LED flashlight?

Discussion in 'The Projects Forum' started by sheffner, Mar 9, 2012.

  1. sheffner

    Thread Starter New Member

    Oct 2, 2009
    14
    0
    I am attempting to make an LED flashlight utilizing 23-28 LEDs. The info on the LEDs is as follows: 25mA, 3.2-3.6v, 5mm, through hole. I am powering them with 4 c batteries in series for 6 volts and roughly 7800mAh. To limit current I am using 100 ohm, 1/4W resistors. Here is my issue:

    The LEDs are to be mounted on a round circuit board(copper pads on one side, plastic on the other). However, since each LED requires a resistor it is near impossible to solder and connect the LEDs and resistors as required on the same round board because things are crammed in so tightly.

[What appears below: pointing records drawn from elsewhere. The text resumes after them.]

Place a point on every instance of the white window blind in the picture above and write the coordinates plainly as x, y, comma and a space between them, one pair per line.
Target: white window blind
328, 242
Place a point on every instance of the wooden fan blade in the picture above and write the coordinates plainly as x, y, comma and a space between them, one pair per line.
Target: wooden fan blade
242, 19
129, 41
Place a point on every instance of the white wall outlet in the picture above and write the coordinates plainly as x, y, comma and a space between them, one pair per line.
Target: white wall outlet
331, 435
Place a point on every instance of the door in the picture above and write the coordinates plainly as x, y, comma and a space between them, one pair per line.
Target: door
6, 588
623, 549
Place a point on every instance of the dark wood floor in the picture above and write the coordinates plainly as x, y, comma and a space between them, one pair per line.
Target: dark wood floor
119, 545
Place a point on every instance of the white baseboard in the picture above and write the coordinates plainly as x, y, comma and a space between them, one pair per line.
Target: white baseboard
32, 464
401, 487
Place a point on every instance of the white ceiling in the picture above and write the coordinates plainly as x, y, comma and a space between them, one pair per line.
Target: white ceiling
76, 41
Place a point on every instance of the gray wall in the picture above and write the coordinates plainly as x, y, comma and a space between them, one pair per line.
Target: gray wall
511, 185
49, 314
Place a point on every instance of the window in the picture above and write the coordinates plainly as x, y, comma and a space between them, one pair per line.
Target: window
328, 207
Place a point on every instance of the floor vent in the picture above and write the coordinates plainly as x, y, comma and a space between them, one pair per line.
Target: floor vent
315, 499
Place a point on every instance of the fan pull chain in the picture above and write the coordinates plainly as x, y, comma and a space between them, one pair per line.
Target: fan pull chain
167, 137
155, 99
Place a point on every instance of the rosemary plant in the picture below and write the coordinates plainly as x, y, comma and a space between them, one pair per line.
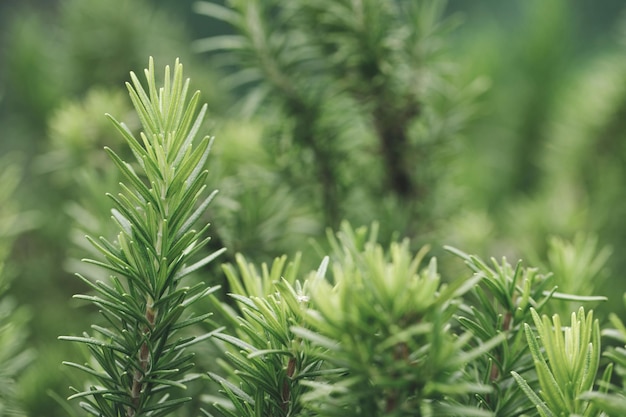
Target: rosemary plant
267, 364
139, 359
566, 366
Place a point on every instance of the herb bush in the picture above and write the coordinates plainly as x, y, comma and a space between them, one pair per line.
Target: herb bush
373, 331
363, 321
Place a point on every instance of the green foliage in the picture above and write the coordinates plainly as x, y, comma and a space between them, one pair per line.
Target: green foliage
267, 364
358, 110
140, 356
566, 366
375, 84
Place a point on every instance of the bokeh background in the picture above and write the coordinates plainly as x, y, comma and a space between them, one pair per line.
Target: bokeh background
519, 145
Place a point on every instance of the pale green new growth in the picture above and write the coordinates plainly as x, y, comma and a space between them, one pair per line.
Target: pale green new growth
140, 363
566, 366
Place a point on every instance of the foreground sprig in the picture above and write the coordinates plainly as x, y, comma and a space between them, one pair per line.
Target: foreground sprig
140, 361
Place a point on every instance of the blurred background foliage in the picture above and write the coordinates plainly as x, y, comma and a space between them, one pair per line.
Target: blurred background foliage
497, 127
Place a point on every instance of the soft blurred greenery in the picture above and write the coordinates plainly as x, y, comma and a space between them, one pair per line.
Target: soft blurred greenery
532, 153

    My questions: Would it be possible to have the resistors on a different board entirely? If so, would the extra wire needed to wire them together draw too much current(or would that be voltage?)? Also, if I were to use an LED driver, how many of these LEDs can be connected to one driver? By using an LED driver would I still need to use resistors(if so than using the driver would be useless for this application, wouldn't it?) Also, I have read the LED tutorial and was unable to glean much from it, so please don't post that link as an answer because it doesn't really answer my questions. Any help would be much appreciated!
    Sincerely,

    SBH
     
  2. crutschow

    Expert

    Mar 14, 2008
    13,014
    3,234
    You can mount the resistors anywhere you have room. The extra wire length is no problem for such low currents and you can use small wire.

    To save space you can mount the resistors vertically in "cordwood" fashion.

    The problem with drivers is that you can't operate LEDs in parallel so you would need one driver for each LED.
     
  3. russpatterson

    Member

    Feb 1, 2010
    351
    16
    Have you thought about using some more modern high power LED's (say 350mA - 700mA variety)? You could just use one or a few to get a really awesome flash light.

    You can put the resistors on another board no problem. The loss for short 'chassis' style wiring would be hard to measure. This site suggests you could use 40 guage wire (which would be so small you'd have trouble working with it). http://www.powerstream.com/Wire_Size.htm

    I don't think a current regulated LED driver would help you since the LED's need to be in series for a 'buck style driver' to work. Which would require voltage in the 80V range. Maybe you can find a boost style driver that could work but I'm not familiar with any.

    Check out LEDSupply.com for some ideas on flashlights with modern high power LED's and drivers. They've got some cool stuff.
     
  4. Wendy

    Moderator

    Mar 24, 2008
    20,766
    2,536
    A much better approach is a classic buck puck circuit. It will power the LEDs (or 1 3W LED) with much greater efficiency, and when the batteries are fully discharged will die quickly, as opposed to a slow and gradual death.

    I had something like that on this project...

    High Power LED Flasher
     
  5. wayneh

    Expert

    Sep 9, 2010
    12,123
    3,048
    Have you tried putting two LEDs in series, first with a low ohms resistor, then maybe without any resistor? They may not light, but on the other hand they just might. You might also try 5 C cells in series with 2 LEDs. Again you'll have to be careful in your tests to not fry your LEDs, but you might arrive at a combination that doesn't require resistors, just like the LED flashlights you see at the hardware store.

    Otherwise, I'm with Bill that a buck puck would be more effective than a pile of resistors. You'll have more consistent brightness during the life of the battery, more light for a given amount of battery capacity (higher efficiency) and the battery will be fully spent when it's done.
     
  6. Georacer

    Moderator

    Nov 25, 2009
    5,142
    1,266
    One thing beginners tend to ignore while building projects in confined spaces, is to always use stranded wire instead of single-core wire. It bends much more easily, whereas the single-core wire, in large numbers, might refuse to bend at all.

    Yes, I have done that too.
     
  7. John P

    AAC Fanatic!

    Oct 14, 2008
    1,634
    224
    Using a resistor for each LED is hideously inefficient, has a lot of bulk and will involve a lot of wiring too. You really need a circuit with an inductor, that buck-puck thing or its equivalent. If you're running off batteries, you have to conserve power, not throw it away.